OpenAI is set to release a new AI agent called Operator, which can perform web tasks autonomously. The research preview will launch on January 23, 2025, for subscribers of OpenAI’s $200 per month ChatGPT Pro tier in the united states.
- OpenAI releases AI agent called Operator
- Operator uses browser for web interactions
- Combines vision capabilities with reasoning
- Self-corrects and requests user control
- Collaborates with companies for real-world needs
- Future integration into ChatGPT planned
Operator is designed to enhance user experience by automating tasks on the web. It employs a “Computer-Using Agent” model that combines the vision capabilities of GPT-4o with reinforcement learning for advanced reasoning. This allows Operator to interact with graphical user interfaces (GUIs) by typing, clicking, and scrolling through its own browser.
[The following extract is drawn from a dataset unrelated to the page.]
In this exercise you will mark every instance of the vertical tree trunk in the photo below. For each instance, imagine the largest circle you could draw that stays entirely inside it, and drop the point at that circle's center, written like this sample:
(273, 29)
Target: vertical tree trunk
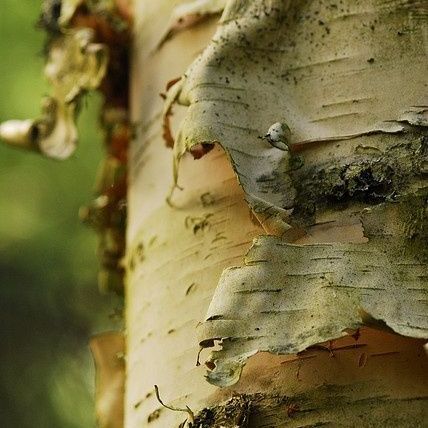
(335, 323)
Key features of Operator include:
- Ability to “see” through screenshots and interact using standard mouse and keyboard actions.
- Self-correcting reasoning capabilities, allowing it to ask users for control when necessary.
- Designed to refuse harmful requests and block disallowed content.
OpenAI is collaborating with various companies such as DoorDash and Uber to ensure Operator meets real-world needs while adhering to established norms. However, the company notes that Operator may struggle with complex interfaces, such as creating slideshows or managing calendars. Future plans include expanding access to Plus, Team, and Enterprise users and integrating these capabilities into ChatGPT.
In summary, OpenAI’s Operator AI agent represents a significant step towards automating web interactions. With its advanced capabilities and planned expansions, it aims to address user needs effectively while maintaining safety and compliance.